Revista o electricista

Evolução do consumo de gás natural em Portugal

Evolução do consumo de gás natural em Portugal

No final do século XX, o gás natural surgiu como uma alternativa na diversificação das fontes energéticas de Portugal e como fonte menos poluente que o carvão e o petróleo, tendo desde então contribuído para a descarbonização da economia. Foi tendo um papel cada vez mais relevante ao longo do tempo, servindo hoje como backup do sistema eletroprodutor. Este breve artigo analisa a evolução do consumo do gás natural em Portugal, na última década.

Mercado convencional vs mercado elétrico

Existem 2 grandes segmentos de mercado para o Gás Natural: o Mercado Elétrico e o Mercado Convencional. O primeiro inclui o gás natural utilizado exclusivamente para a produção de eletricidade, em centrais de ciclo combinado. O segundo é constituído pelo gás natural usado para os consumos doméstico e industrial.

Na última década tem existido uma alteração significativa no consumo de ambos os mercados, conforme mostrado na Figura 1. É notória uma diminuição do consumo no mercado convencional, desde 2021, e um aumento substancial do consumo no mercado elétrico, entre 2015 e 2017.

Figura 1. Consumo de gás natural nos mercados convencional e elétrico, desde 2013, em Portugal continental
Figura 1. Consumo de gás natural nos mercados convencional e elétrico, desde 2013, em
Portugal continental (Fonte: REN).

É de notar também uma certa sazonalidade no consumo de gás, com o mercado convencional a consumir mais no Inverno e o elétrico a consumir mais no Verão.

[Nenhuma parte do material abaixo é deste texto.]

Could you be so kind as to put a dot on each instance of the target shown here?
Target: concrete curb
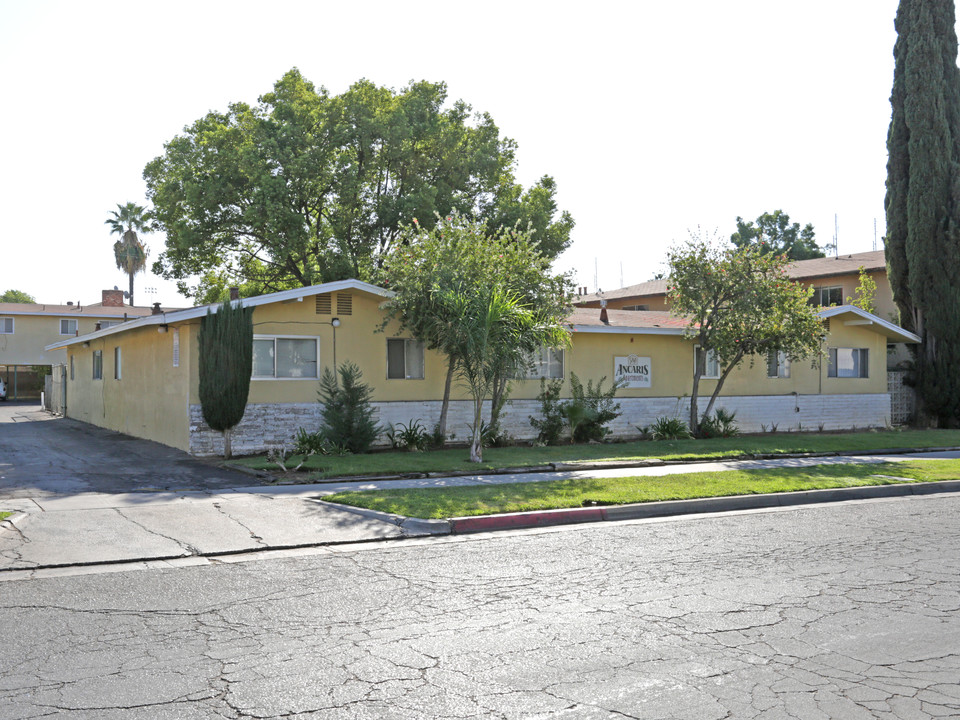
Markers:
(412, 527)
(640, 511)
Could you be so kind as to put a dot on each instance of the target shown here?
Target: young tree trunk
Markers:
(497, 399)
(445, 405)
(723, 378)
(476, 446)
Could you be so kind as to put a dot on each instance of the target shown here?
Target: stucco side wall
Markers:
(150, 398)
(265, 425)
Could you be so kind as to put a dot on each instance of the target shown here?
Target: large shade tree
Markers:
(740, 306)
(129, 252)
(307, 187)
(923, 198)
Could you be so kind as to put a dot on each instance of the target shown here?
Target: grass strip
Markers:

A que se deve este comportamento? Comecemos pelo mercado elétrico.

Gás natural como substituto do carvão

O aumento do consumo de gás natural para produção de eletricidade coincidiu com a diminuição abrupta da utilização de outros combustíveis fósseis para a mesma finalidade, nomeadamente o carvão, conforme mostrado na Figura 2. Ao longo da última década o gás natural foi sendo introduzido como alternativa menos poluente ao carvão, tendo este sido utilizado pela última vez para produção de eletricidade em Portugal em novembro de 2021. Em 2023, até setembro, a restante térmica representou apenas 1,8% da produção não renovável.

Devido à variabilidade na disponibilidade das energias renováveis, e consequente diminuição da produção no verão (devido à menor produção combinada das fontes eólica e hídrica nesta altura do ano), a utilização do gás natural no setor elétrico acaba por ser maior no Verão que no Inverno.

Figura 2. Produção de eletricidade e saldo importador, desde 2013, para Portugal continental
Figura 2. Produção de eletricidade e saldo importador, desde 2013, para Portugal continental
(Fonte: REN).

Gás natural como proxy da pandemia e da guerra na Europa?

Ao contrário do mercado elétrico, o mercado convencional tem visto uma redução do consumo entre 2021 e 2022. Analisando por setor, conforme presente na Figura 3, nota-se uma marcada diminuição do seu uso nos setores da indústria (-9%) e doméstico (-7%). Apesar do setor dos serviços manter o consumo (+0,6%) e os setores da agricultura, pescas e transportes aumentarem (+16%), 2022 fechou com uma diminuição de 7% no consumo de gás natural.

Figura 2. Produção de eletricidade e saldo importador, desde 2013, para Portugal continental (Fonte: REN).
Figura 3. Produção de eletricidade e saldo importador, desde 2013, para Portugal continental
(Fonte: REN).

Esta diminuição ocorreu paralelamente com a pandemia, numa fase inicial, e com o aumento dos preços do gás natural após a invasão da Ucrânia pela Rússia, mais recentemente. Ambas as circunstâncias levaram a uma redução da atividade industrial em Portugal. A redução do consumo do setor doméstico deve-se essencialmente à segunda causa.

Ainda sobre este mercado, a que se deve a sazonalidade do consumo, notória na Figura 1? Essencialmente ao consumo doméstico, maior no inverno para aquecimento das casas. Em jeito de conclusão deste breve artigo, e reconhecendo que o aumento ou diminuição do consumo de gás natural não pode ser limitado a um conjunto reduzido de motivos, não deixa de ser interessante pensar no papel que esta fonte de energia terá no futuro, em Portugal e no mundo. Será o futuro elétrico? Irá o hidrogénio desempenhar um papel crucial no mix energético? Sejam quais forem as respostas a estas perguntas, a ADENE estará cá para a acompanhar, com toda a energia!